Il devait incarner la renaissance économique du Niger. Il est en train de devenir son talon d’Achille. L’oléoduc reliant les champs pétrolifères d’Agadem, dans le nord-est nigérien, au port béninois de Sèmè-Kpodji, a de nouveau été paralysé par un sabotage revendiqué par le Mouvement patriotique pour la liberté et la justice (MPLJ). Derrière l’acte de destruction, un message limpide : frapper l’État nigérien là où il ne peut plus se défendre.
Un pipeline vital dans un pays sous perfusion
Depuis le coup d’État de juillet 2023 et l’isolement diplomatique qui a suivi, le Niger a vu ses marges économiques se réduire drastiquement. L’oléoduc Niger–Bénin est alors devenu bien plus qu’une infrastructure énergétique : il est la principale source de revenus réguliers, la clé de voûte budgétaire d’un régime privé d’aides internationales et de coopération régionale.
Chaque baril exporté est un souffle d’oxygène pour une économie asphyxiée. Chaque interruption, en revanche, menace directement la capacité de l’État à payer ses fonctionnaires, subventionner les carburants ou maintenir un minimum de stabilité sociale.

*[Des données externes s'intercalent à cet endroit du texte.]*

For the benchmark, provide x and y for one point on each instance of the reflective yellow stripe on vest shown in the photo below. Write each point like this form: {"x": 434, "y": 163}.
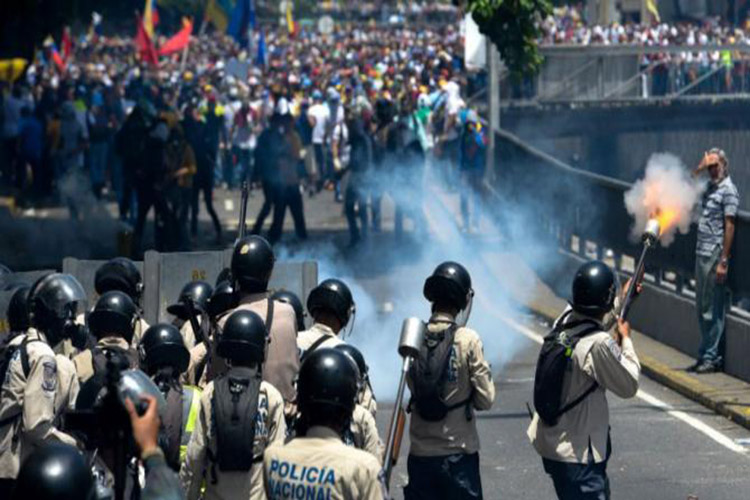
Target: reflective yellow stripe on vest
{"x": 191, "y": 404}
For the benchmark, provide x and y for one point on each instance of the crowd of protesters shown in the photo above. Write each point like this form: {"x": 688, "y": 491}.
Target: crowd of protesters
{"x": 694, "y": 71}
{"x": 289, "y": 114}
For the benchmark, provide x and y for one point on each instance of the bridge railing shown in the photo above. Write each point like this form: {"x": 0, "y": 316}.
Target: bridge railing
{"x": 630, "y": 72}
{"x": 584, "y": 214}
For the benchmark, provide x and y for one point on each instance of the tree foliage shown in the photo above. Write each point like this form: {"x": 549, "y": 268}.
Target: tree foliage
{"x": 514, "y": 27}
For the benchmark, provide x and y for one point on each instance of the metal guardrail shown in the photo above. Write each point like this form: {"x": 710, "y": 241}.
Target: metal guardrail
{"x": 584, "y": 213}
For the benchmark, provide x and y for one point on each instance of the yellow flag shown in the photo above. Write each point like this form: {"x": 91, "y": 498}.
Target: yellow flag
{"x": 651, "y": 6}
{"x": 148, "y": 19}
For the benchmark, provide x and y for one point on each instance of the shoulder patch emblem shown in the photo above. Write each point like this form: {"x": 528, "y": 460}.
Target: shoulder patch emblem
{"x": 49, "y": 379}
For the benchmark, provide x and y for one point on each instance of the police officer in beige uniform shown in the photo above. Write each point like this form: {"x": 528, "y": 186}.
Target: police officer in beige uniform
{"x": 316, "y": 463}
{"x": 121, "y": 274}
{"x": 37, "y": 386}
{"x": 575, "y": 444}
{"x": 443, "y": 457}
{"x": 198, "y": 293}
{"x": 240, "y": 417}
{"x": 331, "y": 306}
{"x": 252, "y": 265}
{"x": 112, "y": 322}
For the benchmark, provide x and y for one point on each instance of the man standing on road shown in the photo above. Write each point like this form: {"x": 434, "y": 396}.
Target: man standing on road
{"x": 449, "y": 380}
{"x": 570, "y": 428}
{"x": 715, "y": 237}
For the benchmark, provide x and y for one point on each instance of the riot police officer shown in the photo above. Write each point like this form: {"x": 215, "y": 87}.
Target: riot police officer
{"x": 252, "y": 264}
{"x": 205, "y": 365}
{"x": 198, "y": 293}
{"x": 112, "y": 322}
{"x": 363, "y": 431}
{"x": 165, "y": 358}
{"x": 293, "y": 300}
{"x": 443, "y": 457}
{"x": 331, "y": 306}
{"x": 37, "y": 386}
{"x": 365, "y": 395}
{"x": 57, "y": 471}
{"x": 121, "y": 274}
{"x": 240, "y": 416}
{"x": 574, "y": 441}
{"x": 324, "y": 467}
{"x": 17, "y": 316}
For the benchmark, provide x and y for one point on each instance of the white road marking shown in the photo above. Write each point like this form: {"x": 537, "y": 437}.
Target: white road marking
{"x": 647, "y": 398}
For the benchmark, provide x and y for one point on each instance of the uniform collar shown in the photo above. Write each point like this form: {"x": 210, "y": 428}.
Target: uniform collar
{"x": 324, "y": 329}
{"x": 319, "y": 431}
{"x": 110, "y": 342}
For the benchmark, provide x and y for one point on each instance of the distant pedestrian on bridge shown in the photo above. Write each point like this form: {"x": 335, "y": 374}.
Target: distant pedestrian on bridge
{"x": 714, "y": 247}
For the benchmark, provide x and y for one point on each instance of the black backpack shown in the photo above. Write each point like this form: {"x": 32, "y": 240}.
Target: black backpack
{"x": 554, "y": 361}
{"x": 428, "y": 374}
{"x": 235, "y": 407}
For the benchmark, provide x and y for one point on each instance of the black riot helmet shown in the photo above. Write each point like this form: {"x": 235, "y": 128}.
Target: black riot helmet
{"x": 119, "y": 274}
{"x": 114, "y": 314}
{"x": 162, "y": 345}
{"x": 327, "y": 381}
{"x": 356, "y": 356}
{"x": 55, "y": 471}
{"x": 450, "y": 282}
{"x": 291, "y": 298}
{"x": 223, "y": 299}
{"x": 333, "y": 295}
{"x": 196, "y": 291}
{"x": 252, "y": 264}
{"x": 54, "y": 302}
{"x": 17, "y": 313}
{"x": 594, "y": 289}
{"x": 243, "y": 339}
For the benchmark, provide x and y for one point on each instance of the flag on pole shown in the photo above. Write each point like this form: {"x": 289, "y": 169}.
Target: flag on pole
{"x": 653, "y": 9}
{"x": 217, "y": 13}
{"x": 67, "y": 43}
{"x": 290, "y": 19}
{"x": 148, "y": 19}
{"x": 179, "y": 41}
{"x": 143, "y": 43}
{"x": 260, "y": 59}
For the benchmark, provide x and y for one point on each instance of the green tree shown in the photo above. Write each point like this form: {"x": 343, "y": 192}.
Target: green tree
{"x": 514, "y": 27}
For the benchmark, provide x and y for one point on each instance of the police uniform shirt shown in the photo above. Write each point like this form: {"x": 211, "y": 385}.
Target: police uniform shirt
{"x": 364, "y": 433}
{"x": 282, "y": 358}
{"x": 366, "y": 398}
{"x": 469, "y": 375}
{"x": 596, "y": 358}
{"x": 270, "y": 426}
{"x": 321, "y": 467}
{"x": 307, "y": 338}
{"x": 36, "y": 401}
{"x": 84, "y": 362}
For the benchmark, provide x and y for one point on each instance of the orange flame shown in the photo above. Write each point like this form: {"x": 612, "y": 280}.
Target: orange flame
{"x": 667, "y": 218}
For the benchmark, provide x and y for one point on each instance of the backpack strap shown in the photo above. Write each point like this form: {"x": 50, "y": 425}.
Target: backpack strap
{"x": 594, "y": 386}
{"x": 314, "y": 346}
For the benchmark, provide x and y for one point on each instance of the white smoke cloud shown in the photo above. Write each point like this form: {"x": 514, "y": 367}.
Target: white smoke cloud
{"x": 667, "y": 192}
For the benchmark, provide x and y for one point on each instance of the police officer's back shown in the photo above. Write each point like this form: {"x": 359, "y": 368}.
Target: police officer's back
{"x": 573, "y": 441}
{"x": 252, "y": 265}
{"x": 240, "y": 416}
{"x": 443, "y": 457}
{"x": 317, "y": 462}
{"x": 37, "y": 386}
{"x": 164, "y": 358}
{"x": 331, "y": 306}
{"x": 112, "y": 322}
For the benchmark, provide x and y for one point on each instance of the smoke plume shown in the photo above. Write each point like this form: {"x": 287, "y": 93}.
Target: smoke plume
{"x": 668, "y": 193}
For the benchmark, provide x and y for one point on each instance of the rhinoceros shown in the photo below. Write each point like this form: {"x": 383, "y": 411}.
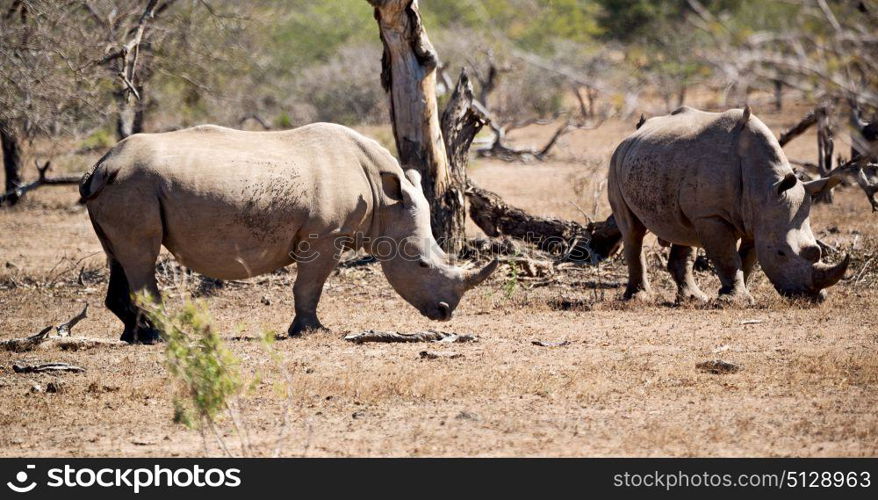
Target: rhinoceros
{"x": 699, "y": 179}
{"x": 232, "y": 204}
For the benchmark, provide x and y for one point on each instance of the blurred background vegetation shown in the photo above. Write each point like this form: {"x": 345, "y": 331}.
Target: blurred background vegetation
{"x": 264, "y": 63}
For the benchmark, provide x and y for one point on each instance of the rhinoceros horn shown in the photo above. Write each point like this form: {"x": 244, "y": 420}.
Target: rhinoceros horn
{"x": 474, "y": 278}
{"x": 826, "y": 275}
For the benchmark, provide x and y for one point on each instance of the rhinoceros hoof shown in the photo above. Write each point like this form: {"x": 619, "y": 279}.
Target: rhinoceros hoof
{"x": 735, "y": 299}
{"x": 147, "y": 336}
{"x": 299, "y": 328}
{"x": 638, "y": 296}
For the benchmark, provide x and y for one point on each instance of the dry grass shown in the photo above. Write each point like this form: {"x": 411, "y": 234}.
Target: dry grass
{"x": 625, "y": 385}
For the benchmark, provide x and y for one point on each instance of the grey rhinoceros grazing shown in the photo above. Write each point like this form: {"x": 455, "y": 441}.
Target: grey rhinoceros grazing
{"x": 699, "y": 179}
{"x": 232, "y": 204}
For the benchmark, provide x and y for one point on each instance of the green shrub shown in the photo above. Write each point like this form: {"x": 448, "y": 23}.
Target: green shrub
{"x": 206, "y": 372}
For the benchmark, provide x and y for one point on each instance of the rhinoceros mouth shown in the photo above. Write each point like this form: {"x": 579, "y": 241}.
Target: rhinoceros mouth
{"x": 442, "y": 312}
{"x": 815, "y": 296}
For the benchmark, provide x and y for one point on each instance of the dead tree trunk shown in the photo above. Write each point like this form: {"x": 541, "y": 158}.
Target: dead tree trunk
{"x": 11, "y": 160}
{"x": 566, "y": 239}
{"x": 132, "y": 73}
{"x": 409, "y": 74}
{"x": 462, "y": 120}
{"x": 440, "y": 151}
{"x": 825, "y": 149}
{"x": 778, "y": 95}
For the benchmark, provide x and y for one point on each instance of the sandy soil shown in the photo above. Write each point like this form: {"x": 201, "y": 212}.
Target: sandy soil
{"x": 625, "y": 385}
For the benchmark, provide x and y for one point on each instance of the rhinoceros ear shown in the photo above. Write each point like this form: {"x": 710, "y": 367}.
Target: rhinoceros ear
{"x": 816, "y": 187}
{"x": 788, "y": 182}
{"x": 414, "y": 177}
{"x": 745, "y": 117}
{"x": 390, "y": 184}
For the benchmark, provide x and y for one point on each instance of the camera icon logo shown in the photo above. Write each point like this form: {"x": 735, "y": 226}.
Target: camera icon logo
{"x": 21, "y": 478}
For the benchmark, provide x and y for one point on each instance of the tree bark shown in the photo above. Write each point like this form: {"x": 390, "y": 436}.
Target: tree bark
{"x": 408, "y": 73}
{"x": 11, "y": 146}
{"x": 462, "y": 120}
{"x": 566, "y": 239}
{"x": 825, "y": 148}
{"x": 799, "y": 128}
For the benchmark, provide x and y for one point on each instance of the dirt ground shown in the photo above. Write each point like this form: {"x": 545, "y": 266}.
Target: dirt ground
{"x": 626, "y": 384}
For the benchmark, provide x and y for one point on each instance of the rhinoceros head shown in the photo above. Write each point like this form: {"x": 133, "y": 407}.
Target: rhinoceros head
{"x": 781, "y": 205}
{"x": 412, "y": 260}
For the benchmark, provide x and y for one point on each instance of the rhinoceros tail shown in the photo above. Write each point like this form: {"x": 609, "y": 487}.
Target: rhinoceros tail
{"x": 94, "y": 181}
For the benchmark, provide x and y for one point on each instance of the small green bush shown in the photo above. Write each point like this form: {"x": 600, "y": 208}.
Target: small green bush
{"x": 207, "y": 373}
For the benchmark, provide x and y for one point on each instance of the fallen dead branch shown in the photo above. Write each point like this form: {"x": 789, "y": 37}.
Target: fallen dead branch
{"x": 550, "y": 344}
{"x": 440, "y": 355}
{"x": 498, "y": 148}
{"x": 42, "y": 180}
{"x": 47, "y": 367}
{"x": 568, "y": 240}
{"x": 61, "y": 339}
{"x": 717, "y": 367}
{"x": 426, "y": 336}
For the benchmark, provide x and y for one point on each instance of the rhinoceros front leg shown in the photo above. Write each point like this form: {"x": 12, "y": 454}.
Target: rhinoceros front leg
{"x": 680, "y": 264}
{"x": 747, "y": 252}
{"x": 310, "y": 278}
{"x": 721, "y": 245}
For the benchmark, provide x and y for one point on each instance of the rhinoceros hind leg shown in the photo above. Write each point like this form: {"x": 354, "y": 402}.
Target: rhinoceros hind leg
{"x": 721, "y": 246}
{"x": 310, "y": 277}
{"x": 680, "y": 264}
{"x": 633, "y": 232}
{"x": 134, "y": 274}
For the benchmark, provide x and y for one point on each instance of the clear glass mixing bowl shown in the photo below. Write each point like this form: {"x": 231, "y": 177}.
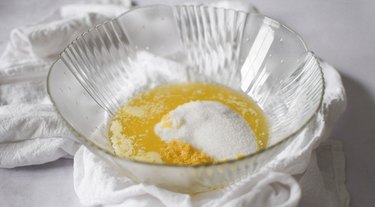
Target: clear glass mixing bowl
{"x": 245, "y": 51}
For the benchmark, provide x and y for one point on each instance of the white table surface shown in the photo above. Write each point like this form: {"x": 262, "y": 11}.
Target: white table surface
{"x": 340, "y": 31}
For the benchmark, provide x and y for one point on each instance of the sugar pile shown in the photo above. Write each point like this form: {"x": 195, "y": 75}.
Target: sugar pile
{"x": 208, "y": 126}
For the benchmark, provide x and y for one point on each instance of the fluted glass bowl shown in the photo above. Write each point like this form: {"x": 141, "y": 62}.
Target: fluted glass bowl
{"x": 101, "y": 69}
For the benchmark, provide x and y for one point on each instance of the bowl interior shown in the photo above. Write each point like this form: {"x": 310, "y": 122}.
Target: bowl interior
{"x": 106, "y": 66}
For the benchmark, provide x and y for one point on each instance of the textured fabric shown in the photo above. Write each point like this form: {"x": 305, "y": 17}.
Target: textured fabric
{"x": 31, "y": 132}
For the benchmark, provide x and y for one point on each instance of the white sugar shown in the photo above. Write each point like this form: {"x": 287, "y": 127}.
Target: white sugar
{"x": 211, "y": 127}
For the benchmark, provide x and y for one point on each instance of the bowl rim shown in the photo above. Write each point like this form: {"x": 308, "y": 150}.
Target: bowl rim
{"x": 87, "y": 143}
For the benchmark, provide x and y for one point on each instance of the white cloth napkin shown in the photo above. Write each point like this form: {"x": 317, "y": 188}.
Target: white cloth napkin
{"x": 31, "y": 132}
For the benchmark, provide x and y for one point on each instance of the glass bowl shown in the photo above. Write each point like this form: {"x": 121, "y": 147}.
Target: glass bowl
{"x": 104, "y": 67}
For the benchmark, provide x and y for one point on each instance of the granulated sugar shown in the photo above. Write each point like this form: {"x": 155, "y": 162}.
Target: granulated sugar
{"x": 209, "y": 126}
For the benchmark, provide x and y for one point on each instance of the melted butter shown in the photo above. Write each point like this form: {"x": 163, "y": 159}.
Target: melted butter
{"x": 133, "y": 126}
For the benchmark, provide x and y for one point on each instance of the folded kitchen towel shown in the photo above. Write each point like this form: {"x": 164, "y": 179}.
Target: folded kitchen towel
{"x": 31, "y": 132}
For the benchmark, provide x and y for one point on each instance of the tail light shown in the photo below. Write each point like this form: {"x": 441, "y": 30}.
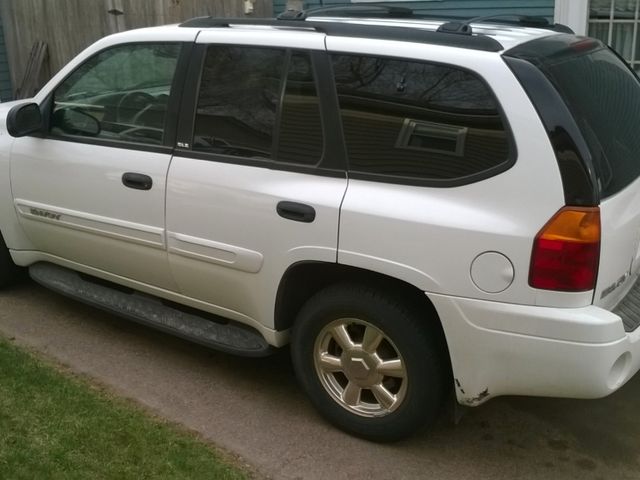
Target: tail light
{"x": 566, "y": 251}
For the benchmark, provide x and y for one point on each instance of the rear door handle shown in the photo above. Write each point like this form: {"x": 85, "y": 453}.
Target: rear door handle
{"x": 298, "y": 212}
{"x": 137, "y": 181}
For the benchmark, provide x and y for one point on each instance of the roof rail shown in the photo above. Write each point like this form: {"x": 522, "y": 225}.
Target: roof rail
{"x": 386, "y": 32}
{"x": 370, "y": 11}
{"x": 464, "y": 27}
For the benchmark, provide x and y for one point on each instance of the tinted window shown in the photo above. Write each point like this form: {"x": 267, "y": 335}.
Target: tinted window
{"x": 603, "y": 96}
{"x": 238, "y": 101}
{"x": 417, "y": 120}
{"x": 300, "y": 136}
{"x": 120, "y": 94}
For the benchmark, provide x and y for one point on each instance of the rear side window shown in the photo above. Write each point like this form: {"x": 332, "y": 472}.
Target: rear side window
{"x": 418, "y": 121}
{"x": 603, "y": 94}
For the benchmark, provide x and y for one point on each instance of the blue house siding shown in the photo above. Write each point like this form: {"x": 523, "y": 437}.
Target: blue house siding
{"x": 6, "y": 91}
{"x": 453, "y": 8}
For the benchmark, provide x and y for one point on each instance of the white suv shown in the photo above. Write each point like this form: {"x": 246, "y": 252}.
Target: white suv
{"x": 416, "y": 206}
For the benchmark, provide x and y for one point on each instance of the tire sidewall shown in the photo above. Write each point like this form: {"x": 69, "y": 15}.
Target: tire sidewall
{"x": 400, "y": 325}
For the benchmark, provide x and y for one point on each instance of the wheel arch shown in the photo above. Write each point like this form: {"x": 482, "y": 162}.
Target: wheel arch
{"x": 303, "y": 279}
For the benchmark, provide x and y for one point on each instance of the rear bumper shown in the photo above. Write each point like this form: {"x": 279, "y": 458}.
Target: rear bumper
{"x": 503, "y": 349}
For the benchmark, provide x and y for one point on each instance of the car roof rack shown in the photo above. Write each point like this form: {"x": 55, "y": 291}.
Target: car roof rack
{"x": 463, "y": 27}
{"x": 363, "y": 10}
{"x": 385, "y": 32}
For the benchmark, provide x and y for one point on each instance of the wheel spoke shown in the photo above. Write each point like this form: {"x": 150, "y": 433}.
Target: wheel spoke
{"x": 341, "y": 336}
{"x": 351, "y": 394}
{"x": 384, "y": 396}
{"x": 391, "y": 368}
{"x": 371, "y": 340}
{"x": 330, "y": 363}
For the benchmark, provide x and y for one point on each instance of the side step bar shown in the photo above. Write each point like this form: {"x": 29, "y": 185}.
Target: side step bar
{"x": 228, "y": 337}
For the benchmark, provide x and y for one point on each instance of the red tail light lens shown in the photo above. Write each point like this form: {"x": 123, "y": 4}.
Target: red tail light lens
{"x": 566, "y": 251}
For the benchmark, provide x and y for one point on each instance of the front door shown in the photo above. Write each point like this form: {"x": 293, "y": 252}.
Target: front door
{"x": 92, "y": 191}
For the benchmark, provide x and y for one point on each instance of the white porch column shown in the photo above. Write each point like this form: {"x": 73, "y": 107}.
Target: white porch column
{"x": 574, "y": 14}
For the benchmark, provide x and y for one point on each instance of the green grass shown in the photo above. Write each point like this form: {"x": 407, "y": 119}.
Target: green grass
{"x": 54, "y": 426}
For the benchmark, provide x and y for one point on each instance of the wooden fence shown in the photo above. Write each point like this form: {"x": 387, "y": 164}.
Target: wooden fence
{"x": 69, "y": 26}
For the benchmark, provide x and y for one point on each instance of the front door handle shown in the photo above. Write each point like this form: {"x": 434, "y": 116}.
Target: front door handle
{"x": 137, "y": 181}
{"x": 298, "y": 212}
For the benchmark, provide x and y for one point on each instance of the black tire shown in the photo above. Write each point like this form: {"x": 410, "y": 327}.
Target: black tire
{"x": 409, "y": 338}
{"x": 9, "y": 272}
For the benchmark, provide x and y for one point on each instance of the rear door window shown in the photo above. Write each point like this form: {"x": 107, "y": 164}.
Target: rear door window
{"x": 259, "y": 103}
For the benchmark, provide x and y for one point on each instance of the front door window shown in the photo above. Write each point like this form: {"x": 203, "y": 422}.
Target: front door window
{"x": 121, "y": 94}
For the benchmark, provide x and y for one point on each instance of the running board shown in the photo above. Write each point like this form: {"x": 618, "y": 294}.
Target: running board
{"x": 150, "y": 311}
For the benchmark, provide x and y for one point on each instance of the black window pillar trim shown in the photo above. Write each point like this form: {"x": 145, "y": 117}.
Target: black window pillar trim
{"x": 176, "y": 95}
{"x": 189, "y": 103}
{"x": 575, "y": 161}
{"x": 334, "y": 156}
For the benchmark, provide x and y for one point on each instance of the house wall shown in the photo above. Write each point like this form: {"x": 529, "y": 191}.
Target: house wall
{"x": 6, "y": 88}
{"x": 455, "y": 8}
{"x": 69, "y": 26}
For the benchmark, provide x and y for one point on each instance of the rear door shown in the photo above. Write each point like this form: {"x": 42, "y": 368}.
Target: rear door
{"x": 255, "y": 186}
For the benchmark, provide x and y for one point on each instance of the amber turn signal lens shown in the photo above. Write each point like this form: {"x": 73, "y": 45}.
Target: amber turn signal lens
{"x": 566, "y": 252}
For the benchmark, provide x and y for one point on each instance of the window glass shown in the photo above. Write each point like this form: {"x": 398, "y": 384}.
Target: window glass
{"x": 300, "y": 137}
{"x": 120, "y": 94}
{"x": 238, "y": 101}
{"x": 603, "y": 95}
{"x": 417, "y": 120}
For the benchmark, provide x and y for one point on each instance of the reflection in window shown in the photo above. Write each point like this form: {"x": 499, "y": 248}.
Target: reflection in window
{"x": 238, "y": 101}
{"x": 413, "y": 119}
{"x": 120, "y": 94}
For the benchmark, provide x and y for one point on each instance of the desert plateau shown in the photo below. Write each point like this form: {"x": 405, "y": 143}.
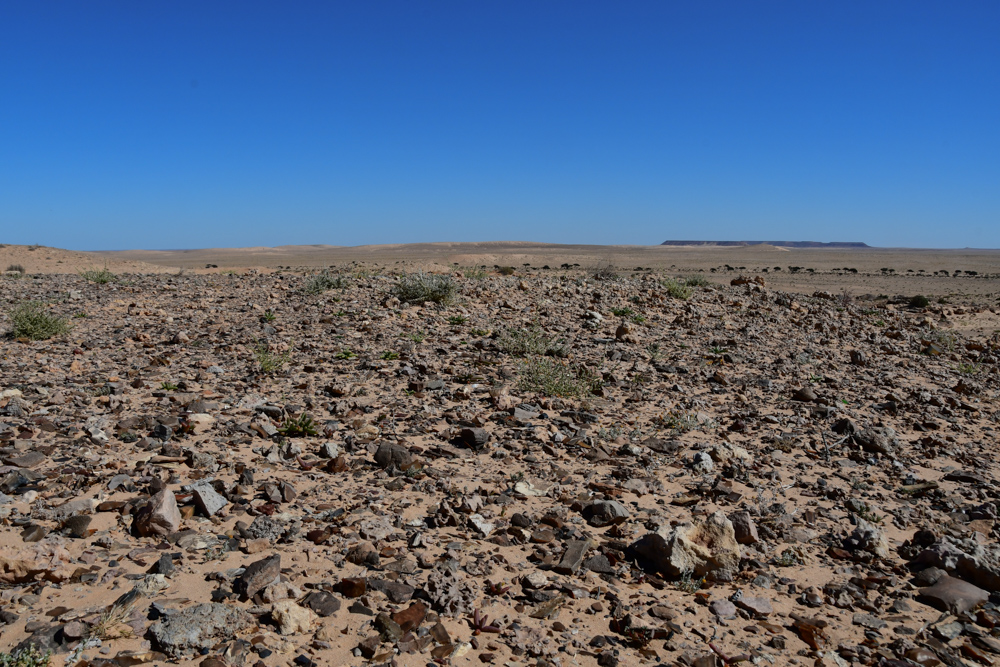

Le sabotage comme arme politique
Le MPLJ ne s’attaque pas au hasard. En ciblant l’oléoduc, la milice envoie un signal stratégique : la contestation armée ne se limite plus aux zones périphériques, elle peut atteindre les symboles les plus modernes et les plus protégés du pouvoir central.
Ce type d’attaque marque une évolution du conflit. Il ne s’agit plus seulement de défier l’armée, mais de déstabiliser l’architecture économique du régime. Dans un pays où l’État dépend désormais presque exclusivement du pétrole, saboter le pipeline revient à remettre en cause la survie même de la junte.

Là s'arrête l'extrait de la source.